WATCH DOCS daily schedule: the first Sunday of the festival (Dec 6)
Talks with directors, a debate on the situation in Belarus and the Marek Nowicki Award winner's masterclass - join us on Sunday and watch the events live on our Facebook page.
Kazuhiro Soda, this year's laureate of the Marek Nowicki Prize awarded by the Helsinki Foundation for Human Rights, is one of the greatest Japanese filmmakers and one of the world's most eminent creators of contemporary observation documentaries.
About the film: "The Viewing Booth" is an experimental meeting between a documentary filmmaker and a viewer - it goes to the very heart of the fundamental questions such as how is communication possible in times of polarization, what is the truly persuasive power of audiovisual testimony and, therefore, does engaged documentary change the world even a little.
Maciej Nowicki, festival director, about the film: "Impeccable manners, distinctive pronunciation, high heels, extravagant outfits, makeup and jewelry. The protagonist of the film by Sylvia Vollenhoven and Fredrik Gertten is a very stylish star, although she does not shine in the firmaments of business or fashion. At first, business giants seem to even dismiss her with a benevolent smile. They are making a mistake as they are facing a formidable human rights defender. Mariette Lefferink wears fake gold ornaments because she considers real gold to be dirty. Almost literally - the uranium used to mine it is carried by the wind and deposited on everything around like a sinister memento of Johannesburg's golden past. Neither the owners of large mines nor the state feel responsible for the tragic consequences incurred by the poor neighborhoods of the city adjacent to the mines."

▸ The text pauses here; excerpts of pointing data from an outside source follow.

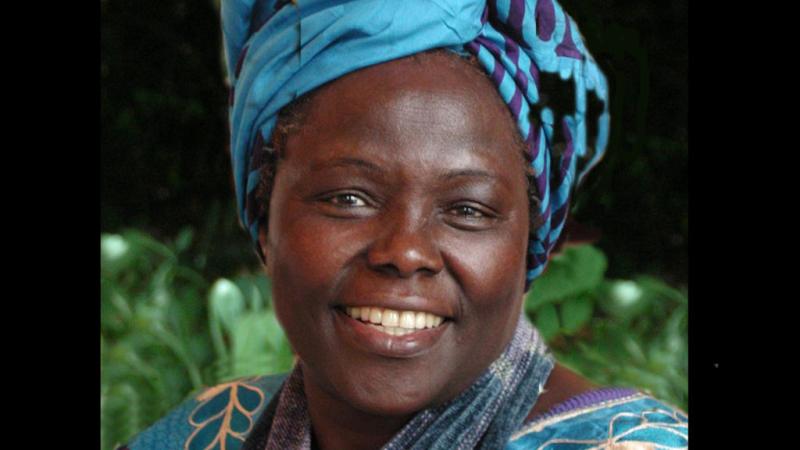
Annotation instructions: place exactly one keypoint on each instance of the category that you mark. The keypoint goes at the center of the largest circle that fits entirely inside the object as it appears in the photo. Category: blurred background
(183, 302)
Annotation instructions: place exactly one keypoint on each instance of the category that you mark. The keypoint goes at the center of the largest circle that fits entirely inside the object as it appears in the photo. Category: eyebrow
(372, 167)
(346, 161)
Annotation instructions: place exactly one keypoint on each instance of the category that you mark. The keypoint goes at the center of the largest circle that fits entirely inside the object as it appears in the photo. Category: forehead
(428, 114)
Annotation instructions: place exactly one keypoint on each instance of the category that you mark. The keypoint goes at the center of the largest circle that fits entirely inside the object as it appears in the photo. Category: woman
(404, 178)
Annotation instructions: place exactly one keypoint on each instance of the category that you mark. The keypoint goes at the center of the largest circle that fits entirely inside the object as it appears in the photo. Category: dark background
(164, 132)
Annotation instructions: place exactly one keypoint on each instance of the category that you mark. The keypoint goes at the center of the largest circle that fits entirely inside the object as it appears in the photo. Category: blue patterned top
(222, 417)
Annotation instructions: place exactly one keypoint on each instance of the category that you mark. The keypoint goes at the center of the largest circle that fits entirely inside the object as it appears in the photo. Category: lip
(370, 340)
(410, 303)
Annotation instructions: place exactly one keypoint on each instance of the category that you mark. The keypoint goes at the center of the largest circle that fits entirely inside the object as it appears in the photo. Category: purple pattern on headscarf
(559, 215)
(566, 157)
(498, 73)
(512, 50)
(516, 102)
(587, 399)
(545, 19)
(567, 47)
(254, 207)
(516, 15)
(240, 61)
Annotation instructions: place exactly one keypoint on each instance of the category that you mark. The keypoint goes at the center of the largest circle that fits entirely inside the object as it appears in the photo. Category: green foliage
(166, 331)
(615, 332)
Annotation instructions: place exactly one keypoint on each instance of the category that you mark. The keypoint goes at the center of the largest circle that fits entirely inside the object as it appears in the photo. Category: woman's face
(404, 192)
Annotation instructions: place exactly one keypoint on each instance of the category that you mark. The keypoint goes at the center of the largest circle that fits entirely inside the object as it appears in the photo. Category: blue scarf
(277, 50)
(484, 416)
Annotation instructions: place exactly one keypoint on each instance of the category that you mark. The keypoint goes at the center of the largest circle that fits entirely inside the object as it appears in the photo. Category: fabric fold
(484, 416)
(287, 49)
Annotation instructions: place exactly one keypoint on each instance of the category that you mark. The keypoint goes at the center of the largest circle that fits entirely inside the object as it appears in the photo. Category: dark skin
(426, 210)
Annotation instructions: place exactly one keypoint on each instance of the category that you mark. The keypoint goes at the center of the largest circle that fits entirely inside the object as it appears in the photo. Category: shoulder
(607, 418)
(222, 414)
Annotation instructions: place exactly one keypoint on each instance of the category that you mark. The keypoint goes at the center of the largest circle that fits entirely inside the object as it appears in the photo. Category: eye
(346, 200)
(469, 212)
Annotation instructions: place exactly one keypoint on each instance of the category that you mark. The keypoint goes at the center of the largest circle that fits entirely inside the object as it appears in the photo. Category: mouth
(390, 333)
(394, 322)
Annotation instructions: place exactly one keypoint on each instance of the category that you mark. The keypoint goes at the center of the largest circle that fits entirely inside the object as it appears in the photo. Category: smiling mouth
(394, 322)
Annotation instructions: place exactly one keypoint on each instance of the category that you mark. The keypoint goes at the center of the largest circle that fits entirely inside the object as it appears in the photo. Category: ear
(263, 245)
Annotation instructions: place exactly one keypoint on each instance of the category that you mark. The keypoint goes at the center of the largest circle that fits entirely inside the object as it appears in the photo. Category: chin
(389, 392)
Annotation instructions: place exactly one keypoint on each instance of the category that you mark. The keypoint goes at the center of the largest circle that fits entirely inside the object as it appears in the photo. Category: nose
(406, 246)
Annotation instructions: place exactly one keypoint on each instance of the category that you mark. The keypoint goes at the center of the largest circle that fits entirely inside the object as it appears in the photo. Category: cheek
(311, 257)
(488, 267)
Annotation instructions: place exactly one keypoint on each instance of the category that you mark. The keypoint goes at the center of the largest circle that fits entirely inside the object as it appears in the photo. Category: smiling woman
(393, 167)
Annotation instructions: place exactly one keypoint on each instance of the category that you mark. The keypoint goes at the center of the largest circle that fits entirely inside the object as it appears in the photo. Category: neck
(337, 425)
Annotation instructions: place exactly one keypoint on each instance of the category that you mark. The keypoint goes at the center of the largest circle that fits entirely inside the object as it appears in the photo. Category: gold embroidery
(226, 413)
(615, 442)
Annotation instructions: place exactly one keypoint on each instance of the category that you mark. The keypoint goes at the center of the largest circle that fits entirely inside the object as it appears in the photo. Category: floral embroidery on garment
(634, 423)
(224, 416)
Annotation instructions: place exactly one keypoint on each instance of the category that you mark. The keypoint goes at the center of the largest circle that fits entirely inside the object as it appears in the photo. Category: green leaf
(227, 303)
(546, 321)
(575, 313)
(623, 300)
(577, 270)
(184, 239)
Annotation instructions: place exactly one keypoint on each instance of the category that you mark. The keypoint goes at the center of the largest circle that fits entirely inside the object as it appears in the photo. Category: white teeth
(407, 319)
(393, 322)
(419, 320)
(375, 315)
(390, 318)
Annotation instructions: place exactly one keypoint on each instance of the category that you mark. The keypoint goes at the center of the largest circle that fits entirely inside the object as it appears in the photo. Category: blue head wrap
(277, 50)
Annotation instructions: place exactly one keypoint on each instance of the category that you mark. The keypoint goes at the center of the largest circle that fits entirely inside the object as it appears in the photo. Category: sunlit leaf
(575, 313)
(546, 321)
(577, 270)
(227, 302)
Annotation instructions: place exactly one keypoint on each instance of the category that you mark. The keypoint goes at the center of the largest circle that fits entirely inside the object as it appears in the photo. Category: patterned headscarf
(278, 50)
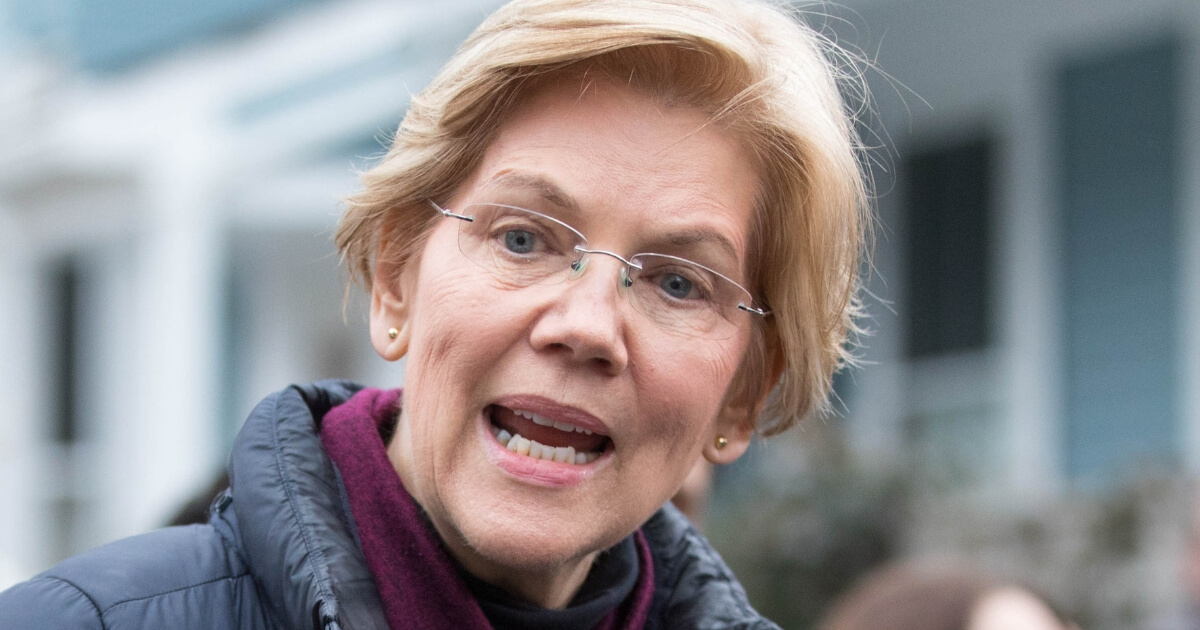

What is the situation in Belarus today from the perspective of Belarusian and Polish civil society activists? Find out during a meeting with reference to the films "What Will We Do Tomorrow?" by Maksim Shved, "How Can I Help You," by Yekaterina Markaviec and "Forced Retirement," by Andrei Kutsila.
- Tatsiana Gacura-Jaworskaja, Zvyano, WATCH DOCS Belarus
- Olga Salomatova, Helsinski Foundation for Human Rights
The meeting will be led by Piotr Pogorzelski.
The conversation will be held in Russian and translated into Polish.
Anabel Rodríguez Ríos was awarded the WATCH DOCS prize at the 20th edition of the festival for “Once Upon a Time in Venezuela.” The film tells a story of Congo Mirador - a floating village on Lake Maracaibo. As the programming director writes about the film: “Although the views are breathtaking, life is not easy here. The lake is overgrown, the water polluted by waste from a nearby refinery. It is a microcosm for many of Venezuela's problems. A system marked by years of neglect and inefficiency is greased only by pervasive and blatant corruption. Blustering propaganda attempts to mask chronic shortages of goods. Although Hugo Chavez posters still adorn the walls, hardly anyone here believes in revolutionary ideals anymore. The village is threadbare – just like the entire country.”